Anti-Glycophorin A + B antibody [HIR2] (ab15009)

ab15009 staining Human normal lung tissue. Staining is localised to cellular membranes. Left panel: with primary antibody at 1 µg/ml. Right panel: isotype control. Sections were stained using an automated system DAKO Autostainer Plus, at RT. Sections were rehydrated and antigen retrieved with the Dako 3-in-1 antigen retrieval buffer citrate pH 6.0 in a DAKO PT Link. Slides were peroxidase blocked in 3% H2O2 in methanol for 10 mins followed by blocking with Dako Protein block for 10 mins (containing casein 0.25% in PBS) then incubated with primary antibody for 20 mins and detected with Dako Envision Flex amplification kit for 30 mins. Colorimetric detection was completed with DAB for 5 mins. Slides were counterstained with Haematoxylin and coverslipped under DePeX. Please note that for manual staining we recommend to optimize the primary antibody concentration and incubation time (overnight incubation), and amplification may be required.
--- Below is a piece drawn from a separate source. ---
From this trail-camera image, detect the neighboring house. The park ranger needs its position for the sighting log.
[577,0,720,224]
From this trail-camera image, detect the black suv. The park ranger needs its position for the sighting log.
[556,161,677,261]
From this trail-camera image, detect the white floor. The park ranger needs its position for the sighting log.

Overlay histogram showing K562 cells stained with ab15009 (red line). The cells were fixed with 4% paraformaldehyde (10 min) and then permeabilized with 0.1% PBS-Tween for 20 min. The cells were then incubated in 1x PBS / 10% normal goat serum / 0.3M glycine to block non-specific protein-protein interactions followed by the antibody (ab15009, 1µg/1x106 cells) for 30 min at 22ºC. The secondary antibody used was DyLight® 488 goat anti-mouse IgG (H+L) (ab96879) at 1/500 dilution for 30 min at 22ºC. Isotype control antibody (black line) was mouse IgG2b [PLPV219] (ab91366, 2µg/1x106 cells) used under the same conditions. Acquisition of >5,000 events was performed. This antibody gave a positive signal in K562 cells fixed with 80% methanol (5 min)/permeabilized with 0.1% PBS-Tween for 20 min used under the same conditions.

Flow cytometry analysis of human peripheral blood cells labelling Glycophorin A + B with ab15009. A APC-conjugated goat anti-mouse IgG was used as the secondary antibody.